Вечером того же дня массивная серая, четырехугольная башня старинного кафедрального собора высится перед глазами утомленного путника. Глядя на его торопливую походку, можно подумать, что ему необходимо присутствовать на вечерней службе, о начале которой уже возвещает звон колоколов. Певчие уже надевают свои грязноватые белые стихари, когда путник торопливо подходит к ним, наскоро облачается и вместе со всей процессией идет к алтарю. Ключарь запирает железную решетку, отделяющую алтарь, все становятся по своим местам, склоняют головы, и торжественные слова: «Егда приидет нечестивый...» — будят в вышине под каменными сводами грозные отголоски, подобные дальним раскатам грома.


Глава II
НАСТОЯТЕЛЬ СОБОРА
И НЕКОТОРЫЕ ДРУГИЕ

Всякий, кто наблюдал степенную клерикальную птицу — грачей, замечал, быть может, что, когда эти птицы после заката возвращаются к себе домой степенной клерикальной компанией, два грача внезапно отделяются от остальных, летят на некоторое расстояние назад и останавливаются неподвижно, как будто желая внушить наблюдателю мысль, что всему грачиному клерикальному обществу крайне важно, и притом важно по высшим политическим соображениям, чтобы они отстали от стаи и прервали с ней всякие сношения.
Совершенно таким же образом по окончании службы в старинном соборе с четырехугольной башней наверху, когда певчие теснились у выхода, а различные достопочтенные особы грачиного вида расходились в разные стороны, двое из этих почтенных особ повернули назад и пошли рядом по гулким каменным плитам соборного двора.

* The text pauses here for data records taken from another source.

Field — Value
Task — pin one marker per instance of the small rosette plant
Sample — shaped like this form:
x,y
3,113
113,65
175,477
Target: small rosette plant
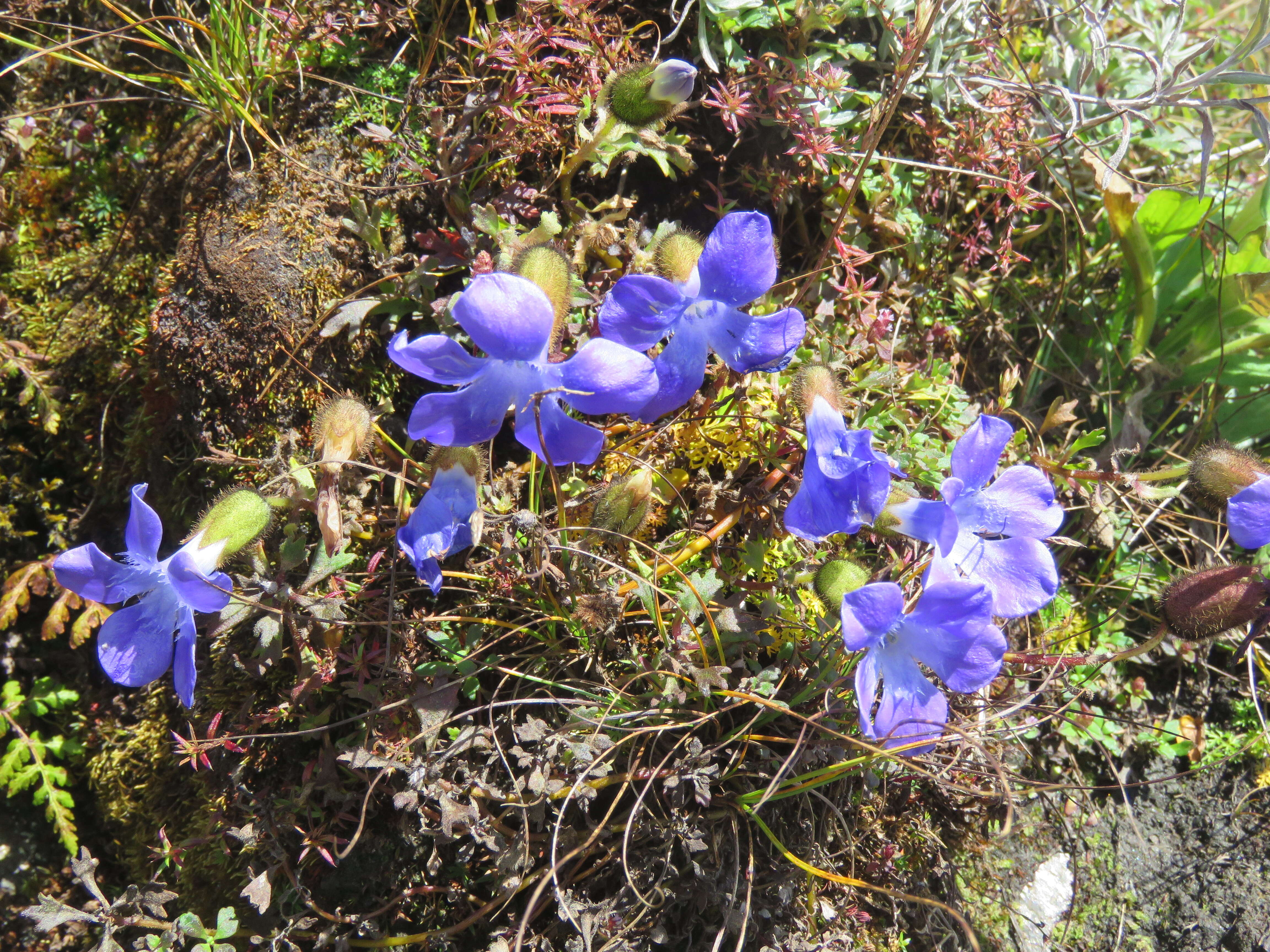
x,y
951,631
448,518
135,645
511,319
990,531
696,304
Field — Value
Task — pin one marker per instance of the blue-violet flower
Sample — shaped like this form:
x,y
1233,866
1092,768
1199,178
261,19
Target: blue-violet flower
x,y
737,267
135,645
510,318
846,483
951,631
990,534
442,523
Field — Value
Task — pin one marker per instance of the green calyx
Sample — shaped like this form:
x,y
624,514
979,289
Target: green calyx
x,y
676,256
627,97
238,518
625,504
836,578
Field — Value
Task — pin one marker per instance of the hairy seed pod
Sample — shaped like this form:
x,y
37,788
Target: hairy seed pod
x,y
647,94
676,256
238,518
1218,471
1211,601
341,432
817,381
836,578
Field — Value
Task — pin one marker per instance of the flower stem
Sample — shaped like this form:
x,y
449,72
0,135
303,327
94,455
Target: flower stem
x,y
576,162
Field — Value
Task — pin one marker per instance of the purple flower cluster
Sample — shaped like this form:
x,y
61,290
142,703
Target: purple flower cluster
x,y
135,645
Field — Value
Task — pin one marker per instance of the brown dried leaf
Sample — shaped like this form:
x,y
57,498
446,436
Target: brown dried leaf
x,y
1058,414
60,613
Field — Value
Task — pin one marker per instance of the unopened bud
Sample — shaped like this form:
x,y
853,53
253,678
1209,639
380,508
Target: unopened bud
x,y
817,381
624,507
548,267
1208,602
1218,471
237,520
341,432
836,578
648,94
676,256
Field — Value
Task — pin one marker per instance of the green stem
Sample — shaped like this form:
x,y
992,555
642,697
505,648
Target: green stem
x,y
576,162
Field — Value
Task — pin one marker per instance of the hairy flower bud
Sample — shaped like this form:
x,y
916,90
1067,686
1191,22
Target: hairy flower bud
x,y
341,431
836,578
1218,471
676,256
817,381
550,268
625,504
235,521
1211,601
644,96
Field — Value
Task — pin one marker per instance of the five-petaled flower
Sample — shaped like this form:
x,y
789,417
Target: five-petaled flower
x,y
135,645
736,268
951,631
990,534
845,482
441,523
510,318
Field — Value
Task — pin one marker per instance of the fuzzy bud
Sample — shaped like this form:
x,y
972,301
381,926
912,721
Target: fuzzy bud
x,y
676,256
1218,471
624,506
644,96
237,520
341,432
817,381
1208,602
836,578
548,267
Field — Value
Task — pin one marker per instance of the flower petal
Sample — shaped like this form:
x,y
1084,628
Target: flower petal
x,y
749,343
91,573
1020,573
183,672
135,644
1019,503
952,633
145,530
639,310
976,455
1249,516
435,357
469,416
869,613
568,441
911,709
619,380
738,263
926,520
507,317
680,370
195,589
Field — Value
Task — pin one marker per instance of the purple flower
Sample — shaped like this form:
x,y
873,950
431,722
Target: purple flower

Не только день, но и год близится к концу. Низкое солн¬це, висящее в небе огненным шаром, холодно смотрит на землю из-за монастырских развалин, а дикий виноград, расползшийся по соборной ограде, усыпал уже мостовую своими темно-красными листьями. Сегодня после полудня шел дождь; повсюду лужи, по которым пробегает зимняя дрожь, ломая тонкую пленку льда. Гигантские вязы льют обильные слезы. Их опавшие листья толстым слоем лежат на земле. Некоторые из листьев, дрожа от холода, робко и торопливо ищут убежища под низкими арками у входа в собор, но два человека, выходящие оттуда, отшвыривают их назад на непогоду и ветер ногами и зонтиками. Когда не остается больше ни листика, один выходящий запирает дверь большим ключом, другой быстро удаляется, держа под мышкой нотный фолиант.
— Это был мистер Джаспер, Топ?
— Да, ваше преподобие!
— Я давно не видел его.
— Так точно, ваше преподобие. Я заменял его все это время, а он был малость того...
— Говорите «был болен», Топ, раз вы обращаетесь к Настоятелю собора, — прерывает Топа младший грач тихим голосом, как бы желая заметить, что грамматические вольности разрешаются в разговорах со светскими людьми и низшим духовенством, но уж никак не с Настоятелем собора.
Мистер Топ, соборный ключарь и гид, привыкший гордо и свысока относиться к любопытствующим посетителям, дает понять в безмолвном величии, что замечание сделано не по адресу.
— Когда же и чем мистер Джаспер был болен, ибо, как совершенно верно заметил мистер Криспаркл, лучше говорить «был болен», чем «того»? — спрашивает Настоятель. — Когда же и чем мистер Джаспер был болен?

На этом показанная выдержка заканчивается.